Okullarda 2023-2024 eğitim-öğretim yılı birinci döneminin sonu yaklaşırken öğrencileri de karne heyecanı sardı. Sömestr tatili 19 Ocak Cuma günü milyonlarca öğrencinin karnelerini almasıyla başlayacak. Bazı öğrenciler için sevinç ve gurur kaynağı, bazıları için üzüntü ve kaygı nedeni olabilecek karnelerle ilgili anne ve babaların verecekleri tepki ve davranışlar ise çocukların tatili nasıl geçireceklerini belirleyecek.
Bahçeşehir Koleji Psikolojik Danışmanlık ve Rehberlik (PDR) Direktörü Sibel Durak ve Uğur Okulları ve Uğur Kurs Genel Müdür Yardımcısı Adil Kurt, ebeveynlerin karne alan çocuklarına nasıl davranması gerektiğine dair önerilerde bulundu.
Karnenin, çocuğun birinci dönem boyunca sergilediği performansla ilgili bilgi verebileceğini ancak tek ölçüt olarak değerlendirmenin doğru olmadığını söyleyen Bahçeşehir Koleji Psikolojik Danışmanlık ve Rehberlik (PDR) Direktörü Sibel Durak, “Çocuğunuzun gelişimindeki tüm süreçleri dikkate alın.

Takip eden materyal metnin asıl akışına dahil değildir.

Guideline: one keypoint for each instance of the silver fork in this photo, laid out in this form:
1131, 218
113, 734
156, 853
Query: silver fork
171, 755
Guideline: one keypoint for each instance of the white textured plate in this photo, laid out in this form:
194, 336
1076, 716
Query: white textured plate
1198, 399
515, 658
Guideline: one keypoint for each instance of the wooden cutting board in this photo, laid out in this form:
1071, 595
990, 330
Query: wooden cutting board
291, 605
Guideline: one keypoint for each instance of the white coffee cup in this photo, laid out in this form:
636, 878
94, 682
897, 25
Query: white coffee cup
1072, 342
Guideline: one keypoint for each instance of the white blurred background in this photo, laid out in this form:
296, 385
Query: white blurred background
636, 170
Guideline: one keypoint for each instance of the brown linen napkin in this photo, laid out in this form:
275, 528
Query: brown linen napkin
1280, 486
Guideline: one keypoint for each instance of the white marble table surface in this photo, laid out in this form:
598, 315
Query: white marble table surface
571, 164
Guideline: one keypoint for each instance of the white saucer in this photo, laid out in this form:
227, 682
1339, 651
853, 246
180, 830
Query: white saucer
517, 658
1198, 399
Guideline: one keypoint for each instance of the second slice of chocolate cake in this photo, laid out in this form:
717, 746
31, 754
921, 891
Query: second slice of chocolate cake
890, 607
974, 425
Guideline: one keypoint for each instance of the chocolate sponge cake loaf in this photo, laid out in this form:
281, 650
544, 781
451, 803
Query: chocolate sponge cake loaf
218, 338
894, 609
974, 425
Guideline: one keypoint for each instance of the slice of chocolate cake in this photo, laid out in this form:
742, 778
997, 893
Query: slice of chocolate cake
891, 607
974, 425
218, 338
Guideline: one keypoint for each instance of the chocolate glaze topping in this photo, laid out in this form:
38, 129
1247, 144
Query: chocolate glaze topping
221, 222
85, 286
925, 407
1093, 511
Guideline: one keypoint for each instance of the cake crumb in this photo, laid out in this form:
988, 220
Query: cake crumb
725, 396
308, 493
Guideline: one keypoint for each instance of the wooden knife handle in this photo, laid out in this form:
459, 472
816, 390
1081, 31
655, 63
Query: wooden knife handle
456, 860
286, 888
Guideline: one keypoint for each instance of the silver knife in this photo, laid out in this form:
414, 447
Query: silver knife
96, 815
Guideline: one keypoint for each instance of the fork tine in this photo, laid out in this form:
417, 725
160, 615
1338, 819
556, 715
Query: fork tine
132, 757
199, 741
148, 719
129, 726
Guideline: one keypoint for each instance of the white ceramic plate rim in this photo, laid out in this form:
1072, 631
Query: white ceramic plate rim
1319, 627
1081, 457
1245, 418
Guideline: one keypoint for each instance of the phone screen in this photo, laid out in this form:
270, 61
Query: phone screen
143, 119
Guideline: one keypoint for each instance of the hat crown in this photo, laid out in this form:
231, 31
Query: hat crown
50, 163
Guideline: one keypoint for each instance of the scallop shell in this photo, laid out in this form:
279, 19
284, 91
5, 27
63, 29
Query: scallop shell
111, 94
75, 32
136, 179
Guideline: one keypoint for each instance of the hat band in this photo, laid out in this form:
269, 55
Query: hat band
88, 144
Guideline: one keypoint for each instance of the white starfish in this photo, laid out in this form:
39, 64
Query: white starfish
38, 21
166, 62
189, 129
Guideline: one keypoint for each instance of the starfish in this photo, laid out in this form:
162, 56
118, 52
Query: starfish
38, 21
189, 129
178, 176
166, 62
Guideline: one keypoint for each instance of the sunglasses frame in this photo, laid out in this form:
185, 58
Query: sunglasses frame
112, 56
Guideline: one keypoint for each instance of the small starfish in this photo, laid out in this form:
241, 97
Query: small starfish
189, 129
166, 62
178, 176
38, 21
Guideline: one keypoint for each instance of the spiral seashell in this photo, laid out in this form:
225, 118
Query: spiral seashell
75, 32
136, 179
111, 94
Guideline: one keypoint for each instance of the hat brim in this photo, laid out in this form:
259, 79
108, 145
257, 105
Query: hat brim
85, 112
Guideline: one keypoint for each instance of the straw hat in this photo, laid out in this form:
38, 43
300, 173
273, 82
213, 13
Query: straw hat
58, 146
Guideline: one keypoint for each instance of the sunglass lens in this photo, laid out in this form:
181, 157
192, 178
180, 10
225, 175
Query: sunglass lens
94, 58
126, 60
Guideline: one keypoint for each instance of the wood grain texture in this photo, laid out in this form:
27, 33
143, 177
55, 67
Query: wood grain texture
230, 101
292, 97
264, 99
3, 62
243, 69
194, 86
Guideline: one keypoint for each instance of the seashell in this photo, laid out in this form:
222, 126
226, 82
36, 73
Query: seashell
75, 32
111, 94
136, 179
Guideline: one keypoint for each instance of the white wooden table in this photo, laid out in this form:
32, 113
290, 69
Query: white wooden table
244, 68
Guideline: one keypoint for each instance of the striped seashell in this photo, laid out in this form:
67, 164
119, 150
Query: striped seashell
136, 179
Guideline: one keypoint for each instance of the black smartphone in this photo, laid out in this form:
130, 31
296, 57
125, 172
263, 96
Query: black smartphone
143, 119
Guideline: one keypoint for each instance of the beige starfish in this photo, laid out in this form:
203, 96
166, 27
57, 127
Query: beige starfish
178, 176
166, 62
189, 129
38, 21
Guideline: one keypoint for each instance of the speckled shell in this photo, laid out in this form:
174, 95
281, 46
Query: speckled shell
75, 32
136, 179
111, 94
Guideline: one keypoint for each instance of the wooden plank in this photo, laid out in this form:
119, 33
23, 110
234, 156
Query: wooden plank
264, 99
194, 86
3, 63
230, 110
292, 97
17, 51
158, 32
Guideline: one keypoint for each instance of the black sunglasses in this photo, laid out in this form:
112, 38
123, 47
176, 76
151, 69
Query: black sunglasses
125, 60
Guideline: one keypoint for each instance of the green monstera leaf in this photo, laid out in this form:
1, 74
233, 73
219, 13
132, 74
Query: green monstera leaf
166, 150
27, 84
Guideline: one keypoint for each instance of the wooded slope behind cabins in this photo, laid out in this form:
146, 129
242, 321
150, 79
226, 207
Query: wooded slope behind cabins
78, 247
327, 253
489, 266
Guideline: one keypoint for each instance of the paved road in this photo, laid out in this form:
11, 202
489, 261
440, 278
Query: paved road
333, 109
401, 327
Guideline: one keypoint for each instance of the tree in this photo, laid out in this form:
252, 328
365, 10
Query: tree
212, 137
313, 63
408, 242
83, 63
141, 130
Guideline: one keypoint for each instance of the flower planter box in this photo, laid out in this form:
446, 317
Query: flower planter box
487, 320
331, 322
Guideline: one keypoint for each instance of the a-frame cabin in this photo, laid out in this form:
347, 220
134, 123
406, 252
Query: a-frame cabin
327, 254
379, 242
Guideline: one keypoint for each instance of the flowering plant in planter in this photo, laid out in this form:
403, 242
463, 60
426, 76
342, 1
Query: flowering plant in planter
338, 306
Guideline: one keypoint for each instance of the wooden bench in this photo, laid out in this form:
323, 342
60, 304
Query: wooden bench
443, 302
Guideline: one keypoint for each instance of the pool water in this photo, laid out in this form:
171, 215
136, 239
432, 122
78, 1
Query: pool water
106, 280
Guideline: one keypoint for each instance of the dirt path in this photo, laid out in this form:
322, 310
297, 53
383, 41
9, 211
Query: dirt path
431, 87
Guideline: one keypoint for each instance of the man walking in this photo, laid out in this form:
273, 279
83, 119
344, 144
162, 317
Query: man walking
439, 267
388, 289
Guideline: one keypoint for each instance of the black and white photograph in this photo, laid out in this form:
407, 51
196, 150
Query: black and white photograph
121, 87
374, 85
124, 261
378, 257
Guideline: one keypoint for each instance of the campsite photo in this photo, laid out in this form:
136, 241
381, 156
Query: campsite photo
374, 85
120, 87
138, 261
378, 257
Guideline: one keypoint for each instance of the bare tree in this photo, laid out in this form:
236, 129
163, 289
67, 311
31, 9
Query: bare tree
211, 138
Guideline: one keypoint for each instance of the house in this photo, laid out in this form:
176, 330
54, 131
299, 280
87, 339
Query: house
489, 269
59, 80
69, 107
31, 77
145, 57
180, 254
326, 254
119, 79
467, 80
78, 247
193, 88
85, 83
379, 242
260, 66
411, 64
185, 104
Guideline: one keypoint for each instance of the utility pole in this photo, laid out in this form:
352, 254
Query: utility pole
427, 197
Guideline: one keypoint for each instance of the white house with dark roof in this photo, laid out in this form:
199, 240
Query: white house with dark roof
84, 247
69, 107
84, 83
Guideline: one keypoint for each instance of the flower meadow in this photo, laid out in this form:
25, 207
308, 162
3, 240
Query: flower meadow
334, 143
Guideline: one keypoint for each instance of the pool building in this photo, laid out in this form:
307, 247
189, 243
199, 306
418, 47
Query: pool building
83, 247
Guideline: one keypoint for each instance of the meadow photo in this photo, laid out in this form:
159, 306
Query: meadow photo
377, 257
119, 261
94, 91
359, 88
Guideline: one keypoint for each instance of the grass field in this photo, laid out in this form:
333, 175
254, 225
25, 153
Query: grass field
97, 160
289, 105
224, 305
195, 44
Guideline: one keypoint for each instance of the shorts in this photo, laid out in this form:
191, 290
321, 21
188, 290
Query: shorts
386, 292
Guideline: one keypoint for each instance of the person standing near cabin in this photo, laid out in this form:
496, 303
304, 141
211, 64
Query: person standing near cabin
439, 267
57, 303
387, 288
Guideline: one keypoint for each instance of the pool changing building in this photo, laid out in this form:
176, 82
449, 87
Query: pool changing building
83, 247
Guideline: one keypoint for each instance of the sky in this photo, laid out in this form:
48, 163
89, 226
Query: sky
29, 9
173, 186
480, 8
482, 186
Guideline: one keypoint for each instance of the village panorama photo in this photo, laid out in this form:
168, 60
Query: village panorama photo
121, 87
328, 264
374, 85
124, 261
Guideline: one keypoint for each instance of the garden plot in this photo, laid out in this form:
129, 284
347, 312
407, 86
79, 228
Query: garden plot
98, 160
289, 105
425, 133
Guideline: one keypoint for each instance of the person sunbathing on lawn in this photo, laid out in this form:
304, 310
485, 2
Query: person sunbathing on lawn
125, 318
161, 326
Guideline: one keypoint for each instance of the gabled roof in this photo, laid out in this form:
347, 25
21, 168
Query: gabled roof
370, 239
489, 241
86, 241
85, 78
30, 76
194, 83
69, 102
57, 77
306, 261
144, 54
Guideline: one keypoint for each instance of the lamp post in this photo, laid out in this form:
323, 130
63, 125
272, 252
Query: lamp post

Bunları bir bütün olarak değerlendirin. Sadece akademik olarak başarılı olmaya odaklanmak çocuğunuzun gelişimini zedeler’’ dedi.

“KIYASLAMAYIN”
Karnedeki notlar beklentilerin altında olsa bile eleştirmek yerine bir süre için çocuğun bu sıkıntıdan uzaklaşmasını sağlayacak şekilde, ebeveyn-çocuk ilişkisinin kalitesini artırmak için birlikte zaman geçirilmesini öneren Durak, şöyle konuştu: “Karne dönemlerinde çok sık yapılan hatalardan bir tanesi de kıyas yapmaktır. Çocuk her koşulda, olumsuz durumlarda da ailesinin tutarlı ve destekleyici yaklaşımı ile karşılaşacağını bilmelidir. Bu dönemde aileler, iyi niyetle başarılı bir karneye maddi ödülle karşılık verir. Ancak yapılması gereken, elde edilen başarının fark edilmesi, içten bir ‘aferin’ ve sıcak bir kucaklamadır. Çocukta içsel motivasyonun oluşması için bir dönem boyunca gösterdiği çabaya vurgu yapılmalı, başarı ve güzel davranışlar abartılmadan takdir edilmelidir.”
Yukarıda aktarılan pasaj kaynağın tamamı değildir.